Abbiamo incontrato esponenti della “Popular struggle” (la “lotta popolare”): una forma di resistenza non violenta attuata dai Palestinesi per difendere le loro terre dagli attacchi dei coloni.

Le parole più forti che sono rimaste nel cuore, però, sono quelle dell’anziano Patriarca emerito di Gerusalemme, Mons. Michel Sabbah, che il nostro gruppo ristretto ha incontrato a Taybeh, dove vive, un villaggio a 10 km da Ramallah identificato con l’evangelica Efraim

Ci ha fornito delle coordinate affidabili con cui leggere il conflitto: “Qui c’è un popolo oppressore, più forte, e un popolo oppresso, più debole“; “Dio ama tutti: Israeliani, Palestinesi, Europei, tutti i popoli del mondo“; “Uccidere viene dagli uomini, non da Dio“; e poi ha concluso con un monito che riguarda anche noi: “Se Israele non sarà aiutato dai suoi amici occidentali a cambiare e convertirsi, ne va della sopravvivenza di Israele, non dei Palestinesi“.

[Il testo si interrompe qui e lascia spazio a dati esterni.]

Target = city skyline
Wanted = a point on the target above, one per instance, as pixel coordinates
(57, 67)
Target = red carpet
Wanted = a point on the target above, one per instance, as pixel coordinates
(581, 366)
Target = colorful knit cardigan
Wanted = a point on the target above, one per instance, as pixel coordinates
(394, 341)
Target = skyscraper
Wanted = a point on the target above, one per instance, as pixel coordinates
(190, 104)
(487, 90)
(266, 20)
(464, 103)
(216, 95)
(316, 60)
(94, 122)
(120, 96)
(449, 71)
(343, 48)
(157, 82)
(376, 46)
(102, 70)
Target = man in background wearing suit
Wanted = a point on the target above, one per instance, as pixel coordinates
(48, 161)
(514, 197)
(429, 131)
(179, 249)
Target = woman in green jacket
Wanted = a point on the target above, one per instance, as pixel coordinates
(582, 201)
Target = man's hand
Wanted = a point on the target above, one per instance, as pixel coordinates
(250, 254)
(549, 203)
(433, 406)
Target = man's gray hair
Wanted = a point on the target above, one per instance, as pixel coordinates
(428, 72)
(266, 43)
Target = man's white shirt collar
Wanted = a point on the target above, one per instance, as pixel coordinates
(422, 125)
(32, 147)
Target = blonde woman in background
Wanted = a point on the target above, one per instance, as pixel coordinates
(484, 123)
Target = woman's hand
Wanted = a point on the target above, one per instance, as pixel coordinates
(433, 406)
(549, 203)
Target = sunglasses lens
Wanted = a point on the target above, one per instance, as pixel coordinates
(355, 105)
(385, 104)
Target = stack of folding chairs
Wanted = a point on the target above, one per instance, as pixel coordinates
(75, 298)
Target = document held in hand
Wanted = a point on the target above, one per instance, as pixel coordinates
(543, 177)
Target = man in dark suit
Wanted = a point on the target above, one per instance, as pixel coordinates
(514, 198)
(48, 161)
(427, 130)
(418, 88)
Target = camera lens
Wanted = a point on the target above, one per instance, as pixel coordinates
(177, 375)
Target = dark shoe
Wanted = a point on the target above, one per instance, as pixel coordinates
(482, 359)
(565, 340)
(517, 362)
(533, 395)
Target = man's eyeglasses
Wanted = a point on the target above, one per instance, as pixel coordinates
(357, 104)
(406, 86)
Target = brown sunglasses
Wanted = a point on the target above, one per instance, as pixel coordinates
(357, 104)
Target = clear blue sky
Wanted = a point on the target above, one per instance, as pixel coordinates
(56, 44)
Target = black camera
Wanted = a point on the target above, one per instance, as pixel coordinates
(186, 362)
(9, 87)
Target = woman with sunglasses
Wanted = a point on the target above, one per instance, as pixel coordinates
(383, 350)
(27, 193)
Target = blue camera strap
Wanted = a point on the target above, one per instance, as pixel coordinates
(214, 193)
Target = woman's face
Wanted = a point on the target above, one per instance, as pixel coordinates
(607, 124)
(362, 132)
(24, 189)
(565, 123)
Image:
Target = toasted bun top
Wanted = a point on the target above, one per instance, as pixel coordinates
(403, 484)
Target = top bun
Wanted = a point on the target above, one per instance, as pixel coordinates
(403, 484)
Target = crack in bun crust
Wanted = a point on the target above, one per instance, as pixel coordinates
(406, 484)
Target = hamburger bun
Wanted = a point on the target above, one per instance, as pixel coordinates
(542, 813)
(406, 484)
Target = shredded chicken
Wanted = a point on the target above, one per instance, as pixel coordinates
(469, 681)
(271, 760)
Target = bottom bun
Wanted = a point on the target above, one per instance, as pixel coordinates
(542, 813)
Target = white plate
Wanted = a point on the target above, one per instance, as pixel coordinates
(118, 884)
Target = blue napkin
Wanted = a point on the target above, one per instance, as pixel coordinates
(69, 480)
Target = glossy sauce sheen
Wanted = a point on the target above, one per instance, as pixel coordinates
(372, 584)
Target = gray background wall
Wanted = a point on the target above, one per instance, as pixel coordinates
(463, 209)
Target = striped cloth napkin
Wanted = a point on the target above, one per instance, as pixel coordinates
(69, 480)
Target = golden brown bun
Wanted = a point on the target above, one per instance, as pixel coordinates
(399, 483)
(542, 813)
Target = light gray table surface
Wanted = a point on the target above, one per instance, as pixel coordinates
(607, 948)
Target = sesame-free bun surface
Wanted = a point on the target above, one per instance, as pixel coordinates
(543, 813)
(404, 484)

Siamo ripartiti da Nikopolis, un villaggio in passato erroneamente identificato con Emmaus, portando nel cuore l’incontro con il Risorto che abbiamo visto negli occhi e nei cuori anche pieni di paura e incertezza di Israeliani e Palestinesi. Con il compito inderogabile di raccontare quanto abbiamo visto e che, troppo spesso, i mezzi d’informazione tradizionali non ci raccontano in modo completo.

La Terrasanta ha bisogno oggi più che mai di pellegrini. È possibile andarci con buona sicurezza, non da soli. Ma i vescovi possono portare i loro fedeli nei luoghi santi: sarebbe una presenza che aiuterebbe molto anche a temperare il conflitto in essere.